David Keays

David Anthony Keays (born 15 March 1976) is an Australian neuroscientist. He studies magnetoreception and neurodevelopment and he is currently a group leader at the Research Institute of Molecular Pathology (IMP) in Vienna, Austria.

David A. Keays
Born (1976-03-15) 15 March 1976
NationalityAustralian
Alma materUniversity of Queensland (BSc) University of Melbourne (Hons) Merton College, Oxford (DPhil)
Scientific career
Fields
InstitutionsIMP (Vienna)
Doctoral advisors
Websitehttp://keayslab.org

Education

Keays studied Science and Law at the University of Queensland. He received his honours degree from the University of Melbourne in 2000 with a thesis describing the isolation and discovery of a novel conotoxin with analgesic activity from the cone shell Conus victoriae.[1].

Career and research

In 2002, Keays was appointed as Christopher Welch Scholar by the University of Oxford and joined the lab of Jonathan Flint at the Wellcome Trust Centre for Human Genetics to conduct research for a DPhil degree.
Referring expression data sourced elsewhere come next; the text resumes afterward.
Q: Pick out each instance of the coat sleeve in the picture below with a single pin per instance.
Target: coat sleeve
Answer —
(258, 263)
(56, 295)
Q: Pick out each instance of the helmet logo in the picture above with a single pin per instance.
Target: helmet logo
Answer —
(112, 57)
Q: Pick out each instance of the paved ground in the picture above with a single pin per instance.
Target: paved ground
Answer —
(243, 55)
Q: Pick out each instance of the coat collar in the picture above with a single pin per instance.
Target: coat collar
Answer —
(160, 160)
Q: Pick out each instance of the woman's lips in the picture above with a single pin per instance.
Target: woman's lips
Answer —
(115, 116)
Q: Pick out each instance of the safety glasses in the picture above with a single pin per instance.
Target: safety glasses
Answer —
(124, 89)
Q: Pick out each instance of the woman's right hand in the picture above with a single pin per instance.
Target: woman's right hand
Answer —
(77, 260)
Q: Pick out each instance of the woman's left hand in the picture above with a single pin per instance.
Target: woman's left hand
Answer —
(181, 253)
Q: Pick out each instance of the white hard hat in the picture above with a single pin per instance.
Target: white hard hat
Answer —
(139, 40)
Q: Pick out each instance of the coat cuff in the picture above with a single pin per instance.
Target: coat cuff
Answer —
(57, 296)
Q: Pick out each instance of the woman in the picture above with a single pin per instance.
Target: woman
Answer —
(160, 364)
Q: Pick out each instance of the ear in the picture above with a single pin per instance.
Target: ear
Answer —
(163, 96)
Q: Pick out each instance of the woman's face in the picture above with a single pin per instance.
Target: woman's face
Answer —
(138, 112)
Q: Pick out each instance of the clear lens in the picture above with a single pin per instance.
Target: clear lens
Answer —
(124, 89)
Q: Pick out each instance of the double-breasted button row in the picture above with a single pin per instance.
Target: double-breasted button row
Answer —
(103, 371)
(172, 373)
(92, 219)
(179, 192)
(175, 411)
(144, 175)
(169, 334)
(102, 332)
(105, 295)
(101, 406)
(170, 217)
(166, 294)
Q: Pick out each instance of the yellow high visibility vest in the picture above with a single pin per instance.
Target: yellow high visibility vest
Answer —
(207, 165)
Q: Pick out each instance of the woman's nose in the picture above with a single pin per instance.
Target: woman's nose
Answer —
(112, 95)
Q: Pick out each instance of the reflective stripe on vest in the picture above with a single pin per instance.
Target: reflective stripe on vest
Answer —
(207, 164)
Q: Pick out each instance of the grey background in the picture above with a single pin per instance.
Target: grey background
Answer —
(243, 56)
During his degree he identified an ENU-induced mutation of α1 tubulin that resulted in abnormal cortical and hippocampal layering in mice. He went on to show that mutations in the human homolog of α1 tubulin, TUBA3, cause cortical brain malformations in humans[2].

He was awarded a DPhil in 2006 and became a Wellcome Trust OXION research fellow at St Anne's College, Oxford to continue his research on the molecular processes that drive neuronal migration during neuronal development.
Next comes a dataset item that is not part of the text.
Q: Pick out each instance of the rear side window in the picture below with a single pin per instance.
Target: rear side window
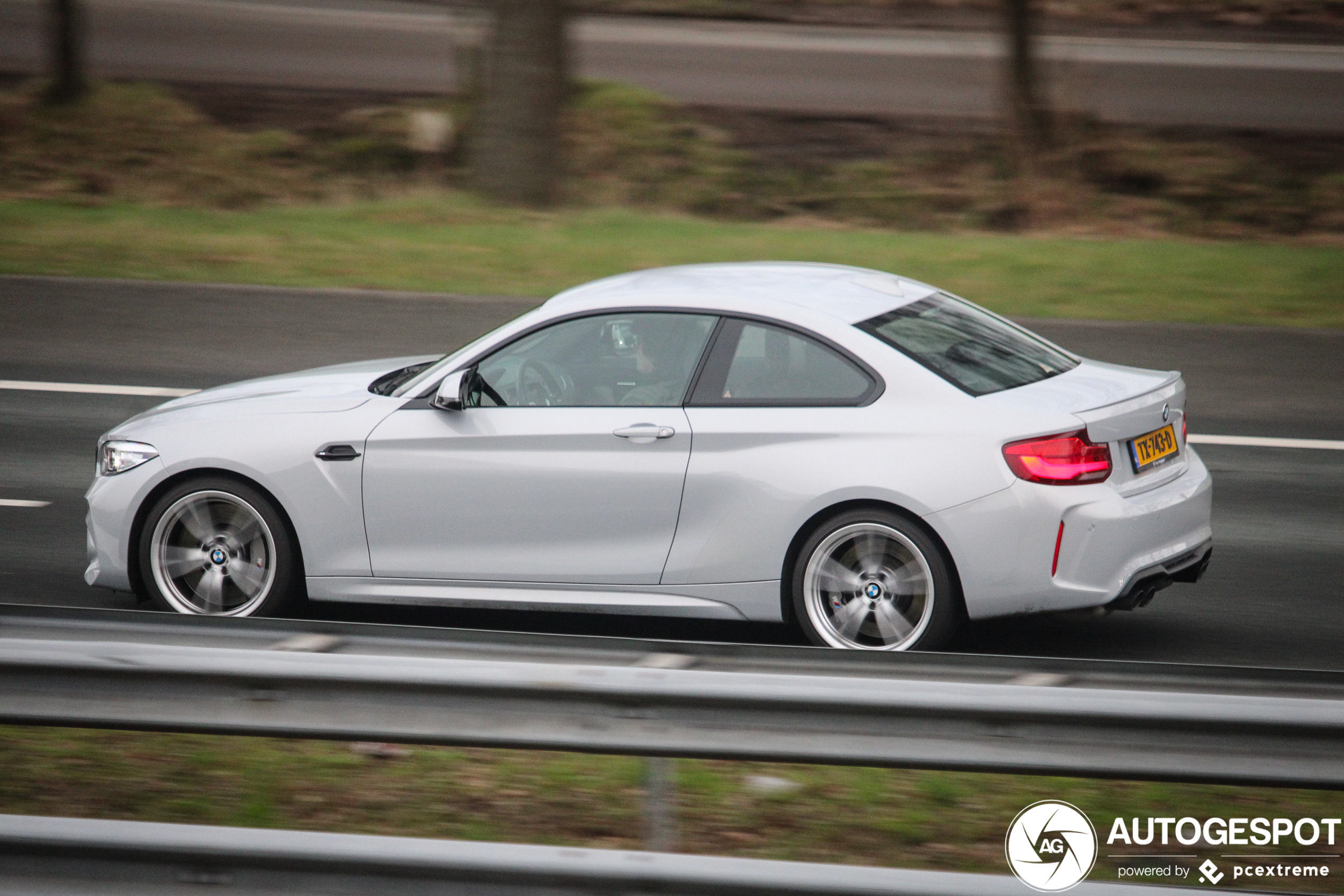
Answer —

When Keays started his own research group at the IMP in Vienna as an Independent Fellow, he decided to start a second research branch in his lab, investigating the molecular basis of magnetoreception. Using the pigeon as their model organism, his lab was able to show that iron-rich structures in the beaks of pigeons were not part of mangetosensitive neurons but iron deposits in macrophages[3].
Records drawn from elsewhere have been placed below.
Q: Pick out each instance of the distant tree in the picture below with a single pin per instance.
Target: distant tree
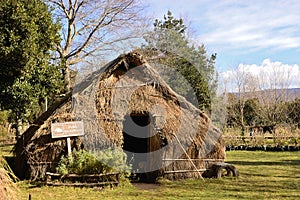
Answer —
(170, 42)
(90, 27)
(293, 110)
(27, 77)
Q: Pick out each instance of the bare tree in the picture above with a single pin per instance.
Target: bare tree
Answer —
(89, 26)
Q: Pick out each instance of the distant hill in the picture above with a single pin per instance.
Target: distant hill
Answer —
(284, 94)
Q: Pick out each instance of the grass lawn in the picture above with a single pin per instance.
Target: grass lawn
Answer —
(263, 175)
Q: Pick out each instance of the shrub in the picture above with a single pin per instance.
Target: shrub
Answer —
(87, 162)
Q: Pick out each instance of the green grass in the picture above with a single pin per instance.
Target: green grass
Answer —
(263, 175)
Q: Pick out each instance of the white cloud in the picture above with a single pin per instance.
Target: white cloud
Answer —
(239, 24)
(266, 75)
(252, 24)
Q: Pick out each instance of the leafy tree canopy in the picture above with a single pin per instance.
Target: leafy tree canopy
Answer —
(27, 36)
(198, 79)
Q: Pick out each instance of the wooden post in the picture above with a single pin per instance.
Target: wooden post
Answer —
(69, 146)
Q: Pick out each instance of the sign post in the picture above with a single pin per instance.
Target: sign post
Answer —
(67, 129)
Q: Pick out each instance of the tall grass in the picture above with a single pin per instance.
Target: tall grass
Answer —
(8, 189)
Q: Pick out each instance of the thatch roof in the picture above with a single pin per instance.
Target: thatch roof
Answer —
(126, 86)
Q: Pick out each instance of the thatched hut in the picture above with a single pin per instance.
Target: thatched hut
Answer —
(126, 104)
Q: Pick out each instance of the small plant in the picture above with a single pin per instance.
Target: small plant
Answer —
(87, 162)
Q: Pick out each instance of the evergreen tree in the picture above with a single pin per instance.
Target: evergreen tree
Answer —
(198, 79)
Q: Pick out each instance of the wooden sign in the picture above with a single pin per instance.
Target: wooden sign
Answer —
(67, 129)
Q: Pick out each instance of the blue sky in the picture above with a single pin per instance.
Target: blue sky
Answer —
(241, 32)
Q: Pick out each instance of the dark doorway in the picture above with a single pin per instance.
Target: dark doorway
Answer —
(136, 132)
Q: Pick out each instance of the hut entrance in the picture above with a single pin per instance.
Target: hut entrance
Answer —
(138, 142)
In 2012 he was promoted to group leader at the IMP. Keays has received a FWF START Award and an ERC Starting Grant in 2014, as well as an ERC Consolidator grant in 2019[4].

Media coverage

David Attenborough refers to research findings from the Keays lab in Natural Curiosities Episode 2, Series 4[5]

References

  1. Sandall, D. W.; Satkunanathan, N.; Keays, D. A.; Polidano, M. A.; Liping, X.; Pham, V.; Down, J. G.; Khalil, Z.; Livett, B. G.; Gayler, K. R. (2003). "A Novel α-Conotoxin Identified by Gene Sequencing is Active in Suppressing the Vascular Response to Selective Stimulation of Sensory Nerves in Vivo†". Biochemistry. 42 (22): 6904–6911. doi:10.1021/bi034043e.
  2. Keays, David A.; Tian, Guoling; Poirier, Karine; Huang, Guo-Jen; Siebold, Christian; Cleak, James; Oliver, Peter L.; Fray, Martin; Harvey, Robert J.; Molnár, Zoltán; Piñon, Maria C.; Dear, Neil; Valdar, William; Brown, Steve D.M.; Davies, Kay E.; Rawlins, J. Nicholas P.; Cowan, Nicholas J.; Nolan, Patrick; Chelly, Jamel; Flint, Jonathan (2007). "Mutations in α-Tubulin Cause Abnormal Neuronal Migration in Mice and Lissencephaly in Humans". Cell. 128: 45–57. doi:10.1016/j.cell.2006.12.017. PMC 1885944.
  3. Treiber, Christoph Daniel; Salzer, Marion Claudia; Riegler, Johannes; Edelman, Nathaniel; Sugar, Cristina; Breuss, Martin; Pichler, Paul; Cadiou, Herve; Saunders, Martin; Lythgoe, Mark; Shaw, Jeremy; Keays, David Anthony (2012). "Clusters of iron-rich cells in the upper beak of pigeons are macrophages not magnetosensitive neurons". Nature. 484 (7394): 367–370. Bibcode:2012Natur.484..367T. doi:10.1038/nature11046.
  4. "People | keays lab".
  5. "BBC Two - David Attenborough's Natural Curiosities, Series 4, Finding the Way".